Chinotto di Savona, a slow food presidium
Did you know that the chinotto di Savona is a slow food presidium? Not everyone knows it, and among the Ligurian gourmet souvenirs it is perhaps the least considered. Yet, the chinotto plant has an ancient history, it comes from afar and for centuries it has settled in Liguria, embellishing the territory with its special perfume.
In this article we will see in detail what chinotto is and how one of the most popular carbonated drinks in Italy was produced from a small fruit.
What is chinotto
Let’s start immediately by saying that chinotto is a citrus fruit that is part of the Rutaceae family. The tree can reach three meters in height, with straight branches and short branches, white and very beautiful flowers. Its Latin name is “Citrus myrtifolia”, because the leaves, small and leathery, recall those of the myrtle. According to the most widespread opinion, its origin derives from a mutation of the bitter orange, which over time has led to the plant we know today. Its name recalls China, from which it seems it was imported around the sixteenth-seventeenth century by merchants from Livorno or Savona. In addition to Liguria, its cultivation is practiced in Sicily, Calabria, Tuscany and the French Riviera.
In the past, chinotto was especially appreciated in pastry, where the fruits were used to produce candied fruit, jams and syrups. At the end of the nineteenth century, in particular, they were used to eat them together with alcoholic beverages in cafes, as aperitifs. Dipped in maraschino, for example, they were considered useful for digestion.
The cultivation of chinotto in Liguria
Once it arrived in Italy, the chinotto plant was intensively cultivated in Western Liguria. Currently the privileged territory is the coastal one, from Varazze to Finale, even if, over the years, a series of frosts has significantly reduced production. Currently, in the Savona area the cultivation of chinotto is entrusted to a few nurseries and botanical gardens that safeguard its conservation. Its small bitter fruits are arranged in clusters and have a very intense orange colour when ripe. The harvest takes place between September and November and the perfume that spreads from these fruits is very intense, a characteristic that makes them ideal for a long conservation.

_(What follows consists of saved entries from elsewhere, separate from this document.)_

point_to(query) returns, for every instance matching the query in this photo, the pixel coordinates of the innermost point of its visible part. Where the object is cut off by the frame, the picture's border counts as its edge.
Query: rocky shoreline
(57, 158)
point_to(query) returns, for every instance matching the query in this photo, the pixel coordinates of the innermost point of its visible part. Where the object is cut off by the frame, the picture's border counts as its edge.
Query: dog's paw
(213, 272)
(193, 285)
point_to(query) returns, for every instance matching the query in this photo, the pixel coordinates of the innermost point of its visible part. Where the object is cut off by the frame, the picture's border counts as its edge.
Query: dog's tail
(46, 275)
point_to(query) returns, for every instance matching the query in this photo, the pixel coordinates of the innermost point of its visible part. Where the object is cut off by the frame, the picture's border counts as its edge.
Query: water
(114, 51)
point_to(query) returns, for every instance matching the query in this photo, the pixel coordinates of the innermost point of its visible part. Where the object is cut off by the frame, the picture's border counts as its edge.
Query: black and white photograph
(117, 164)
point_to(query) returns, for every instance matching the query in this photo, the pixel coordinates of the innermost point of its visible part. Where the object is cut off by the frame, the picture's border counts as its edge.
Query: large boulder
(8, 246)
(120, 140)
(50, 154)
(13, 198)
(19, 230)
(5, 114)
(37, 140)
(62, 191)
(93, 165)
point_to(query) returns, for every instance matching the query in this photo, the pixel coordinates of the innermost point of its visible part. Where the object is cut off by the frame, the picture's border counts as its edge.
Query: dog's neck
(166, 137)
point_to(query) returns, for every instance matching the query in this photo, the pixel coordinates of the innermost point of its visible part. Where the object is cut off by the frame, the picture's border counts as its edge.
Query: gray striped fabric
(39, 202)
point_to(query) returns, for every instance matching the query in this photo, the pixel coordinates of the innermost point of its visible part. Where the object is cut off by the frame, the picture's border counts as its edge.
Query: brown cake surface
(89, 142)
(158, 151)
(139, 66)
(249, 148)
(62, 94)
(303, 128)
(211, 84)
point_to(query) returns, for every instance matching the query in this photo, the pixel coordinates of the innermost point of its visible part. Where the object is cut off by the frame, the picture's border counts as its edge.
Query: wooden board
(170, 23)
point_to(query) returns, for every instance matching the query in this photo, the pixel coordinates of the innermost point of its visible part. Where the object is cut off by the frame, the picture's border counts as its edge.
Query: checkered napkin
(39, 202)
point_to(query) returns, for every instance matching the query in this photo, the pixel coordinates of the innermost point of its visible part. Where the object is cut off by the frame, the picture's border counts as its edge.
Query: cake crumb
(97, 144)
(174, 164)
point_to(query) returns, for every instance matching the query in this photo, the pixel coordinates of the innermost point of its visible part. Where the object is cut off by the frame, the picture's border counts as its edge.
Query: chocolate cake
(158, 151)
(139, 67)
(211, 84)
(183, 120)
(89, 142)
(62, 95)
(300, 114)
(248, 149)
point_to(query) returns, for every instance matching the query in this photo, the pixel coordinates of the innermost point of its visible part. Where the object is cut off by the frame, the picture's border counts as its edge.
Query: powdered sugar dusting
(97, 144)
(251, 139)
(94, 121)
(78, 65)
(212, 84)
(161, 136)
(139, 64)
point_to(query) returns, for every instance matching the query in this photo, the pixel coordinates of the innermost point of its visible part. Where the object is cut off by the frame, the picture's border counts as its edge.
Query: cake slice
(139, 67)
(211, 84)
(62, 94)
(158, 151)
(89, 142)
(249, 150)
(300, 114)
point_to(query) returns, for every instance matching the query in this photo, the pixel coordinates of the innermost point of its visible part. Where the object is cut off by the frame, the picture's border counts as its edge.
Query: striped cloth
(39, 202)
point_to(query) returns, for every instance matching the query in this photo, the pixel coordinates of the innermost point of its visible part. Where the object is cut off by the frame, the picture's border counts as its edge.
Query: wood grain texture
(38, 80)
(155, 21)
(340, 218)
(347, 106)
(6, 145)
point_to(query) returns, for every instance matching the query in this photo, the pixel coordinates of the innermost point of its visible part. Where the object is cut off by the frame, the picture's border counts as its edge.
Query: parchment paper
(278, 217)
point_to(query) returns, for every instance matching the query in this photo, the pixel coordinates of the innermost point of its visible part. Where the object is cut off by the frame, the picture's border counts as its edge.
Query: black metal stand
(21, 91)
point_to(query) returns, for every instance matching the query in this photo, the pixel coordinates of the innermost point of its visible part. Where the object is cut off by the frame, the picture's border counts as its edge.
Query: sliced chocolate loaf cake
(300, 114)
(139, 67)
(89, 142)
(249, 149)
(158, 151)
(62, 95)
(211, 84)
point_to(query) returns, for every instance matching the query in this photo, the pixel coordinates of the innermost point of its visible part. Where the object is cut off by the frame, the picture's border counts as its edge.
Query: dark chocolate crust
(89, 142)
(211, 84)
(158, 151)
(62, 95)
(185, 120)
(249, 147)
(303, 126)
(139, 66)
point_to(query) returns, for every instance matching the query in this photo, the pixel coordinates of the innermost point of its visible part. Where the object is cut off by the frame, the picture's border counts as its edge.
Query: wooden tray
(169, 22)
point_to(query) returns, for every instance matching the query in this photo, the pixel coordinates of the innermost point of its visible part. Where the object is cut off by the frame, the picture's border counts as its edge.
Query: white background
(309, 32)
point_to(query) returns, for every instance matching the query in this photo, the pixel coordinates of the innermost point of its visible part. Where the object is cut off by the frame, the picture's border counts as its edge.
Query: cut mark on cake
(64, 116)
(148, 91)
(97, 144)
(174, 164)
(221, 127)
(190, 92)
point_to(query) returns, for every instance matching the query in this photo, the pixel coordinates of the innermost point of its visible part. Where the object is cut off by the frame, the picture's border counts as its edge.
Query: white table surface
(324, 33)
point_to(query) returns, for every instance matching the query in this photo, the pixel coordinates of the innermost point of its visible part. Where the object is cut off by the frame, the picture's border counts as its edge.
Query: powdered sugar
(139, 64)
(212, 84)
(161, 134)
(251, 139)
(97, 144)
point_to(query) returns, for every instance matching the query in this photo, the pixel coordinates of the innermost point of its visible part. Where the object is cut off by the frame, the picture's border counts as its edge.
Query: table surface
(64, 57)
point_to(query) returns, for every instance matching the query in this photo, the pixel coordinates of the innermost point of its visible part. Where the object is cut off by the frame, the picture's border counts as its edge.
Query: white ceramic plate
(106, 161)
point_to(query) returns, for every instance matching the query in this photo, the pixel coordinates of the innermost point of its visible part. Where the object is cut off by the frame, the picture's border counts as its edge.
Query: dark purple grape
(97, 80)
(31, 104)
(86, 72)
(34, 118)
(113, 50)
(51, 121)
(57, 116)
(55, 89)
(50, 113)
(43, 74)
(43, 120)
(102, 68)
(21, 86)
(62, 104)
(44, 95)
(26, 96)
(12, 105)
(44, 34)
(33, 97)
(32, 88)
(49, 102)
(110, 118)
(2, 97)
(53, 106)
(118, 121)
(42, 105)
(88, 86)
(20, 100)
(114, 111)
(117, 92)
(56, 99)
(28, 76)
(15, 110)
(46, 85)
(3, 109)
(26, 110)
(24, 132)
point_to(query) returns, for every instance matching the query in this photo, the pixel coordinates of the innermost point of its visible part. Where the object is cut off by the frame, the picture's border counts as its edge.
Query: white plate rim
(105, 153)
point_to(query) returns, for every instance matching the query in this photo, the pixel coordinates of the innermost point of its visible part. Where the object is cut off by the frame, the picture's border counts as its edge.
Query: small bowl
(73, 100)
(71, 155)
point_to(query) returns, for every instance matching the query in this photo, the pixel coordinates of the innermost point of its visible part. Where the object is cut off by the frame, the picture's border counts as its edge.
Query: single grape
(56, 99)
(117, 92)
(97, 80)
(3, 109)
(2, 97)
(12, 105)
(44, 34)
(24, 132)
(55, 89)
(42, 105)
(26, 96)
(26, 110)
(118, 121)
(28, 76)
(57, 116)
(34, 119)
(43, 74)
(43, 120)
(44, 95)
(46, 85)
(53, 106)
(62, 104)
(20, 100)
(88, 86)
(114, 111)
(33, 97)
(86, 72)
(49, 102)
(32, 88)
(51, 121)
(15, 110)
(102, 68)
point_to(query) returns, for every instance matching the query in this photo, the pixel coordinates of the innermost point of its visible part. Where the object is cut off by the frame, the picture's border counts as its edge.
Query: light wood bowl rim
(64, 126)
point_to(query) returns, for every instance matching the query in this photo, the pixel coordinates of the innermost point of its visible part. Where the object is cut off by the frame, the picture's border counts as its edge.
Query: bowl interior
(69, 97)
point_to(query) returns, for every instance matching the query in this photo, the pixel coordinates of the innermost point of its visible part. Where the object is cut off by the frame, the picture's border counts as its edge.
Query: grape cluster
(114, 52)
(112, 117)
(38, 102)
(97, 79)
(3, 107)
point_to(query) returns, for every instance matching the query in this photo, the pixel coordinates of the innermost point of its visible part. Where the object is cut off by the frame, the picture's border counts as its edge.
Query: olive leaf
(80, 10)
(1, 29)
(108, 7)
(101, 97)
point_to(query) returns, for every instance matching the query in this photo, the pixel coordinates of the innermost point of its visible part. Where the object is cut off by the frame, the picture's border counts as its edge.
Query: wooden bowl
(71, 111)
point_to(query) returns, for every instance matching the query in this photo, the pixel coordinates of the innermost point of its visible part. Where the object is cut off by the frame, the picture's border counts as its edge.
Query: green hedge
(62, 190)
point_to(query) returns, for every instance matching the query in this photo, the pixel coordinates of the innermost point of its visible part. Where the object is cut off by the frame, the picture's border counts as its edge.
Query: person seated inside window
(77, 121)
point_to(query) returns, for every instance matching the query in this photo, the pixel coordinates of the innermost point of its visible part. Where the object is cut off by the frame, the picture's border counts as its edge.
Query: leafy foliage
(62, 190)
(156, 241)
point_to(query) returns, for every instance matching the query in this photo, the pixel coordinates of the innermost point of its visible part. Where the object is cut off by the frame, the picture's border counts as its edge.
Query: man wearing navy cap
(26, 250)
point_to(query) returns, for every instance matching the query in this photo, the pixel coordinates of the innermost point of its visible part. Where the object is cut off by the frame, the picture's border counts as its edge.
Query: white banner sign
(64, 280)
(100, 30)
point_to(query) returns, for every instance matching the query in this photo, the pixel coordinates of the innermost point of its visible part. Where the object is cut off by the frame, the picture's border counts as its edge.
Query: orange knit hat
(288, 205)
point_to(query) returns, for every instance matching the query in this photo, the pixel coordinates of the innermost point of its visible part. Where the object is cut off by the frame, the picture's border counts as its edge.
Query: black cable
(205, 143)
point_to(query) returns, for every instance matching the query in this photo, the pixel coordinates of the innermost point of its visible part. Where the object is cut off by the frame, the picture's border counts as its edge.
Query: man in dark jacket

The processing of chinotto
The processing of chinotto differs little from that of the past, complicated and with several steps. The fruits were put in brine, even in sea water, for three weeks. They then proceeded to eliminate the bitter peel, before immersing them again in brine. Once this phase was over, the fruits were boiled and treated in order to be placed on wooden barrels. At this point they were ready to be transported and traded elsewhere, in different regions of Italy and abroad.
The chinotto in Liguria
Chinotto has found, in Liguria, the ideal territory to perfect its organoleptic qualities. The first Ligurian candying laboratory was Silvestre-Allemand, which moved from France in 1877. The reasons for this move are to be found in the best territorial conditions, which make Liguria perfect for the production of this fruit. Furthermore, the variety of chinotto established in Western Liguria proved to be particularly suitable for processing, due to its small size and thick, fragrant, resistant and early ripening skin.
The use in pastry and the origin of the drink
Laboratories and factories specialized in candying were soon born in Liguria, in which French techniques were refined. To this end, the “Cooperative Society of Chinotti” was founded in Savona in 1880 to control the cultivation and processing of fruit.
Currently the chinotto is almost no longer adopted in pastry, except in the traditional Ligurian ones, precisely because of the difficulty in finding the fruits. On the other hand, the production of the carbonated drink of the same name is well known, the Italian answer to cola since the 1950s. From the American soft drink, however, it differs for the bitter taste and the unmistakable scent.
The Slow Food Presidium
Since 2004 the Chinotto di Savona has been a Slow Food presidium. The purpose of the association is to safeguard and enhance the cultivation of the plant, also relaunching the traditional production of candied fruit. The typicality of the chinotto is closely linked to the Ligurian territory. For this reason, and to avoid its extinction, the municipality of Quiliano has recently promoted the extensive cultivation of the Chinotto di Savona in the San Pietro Park (Carpignano).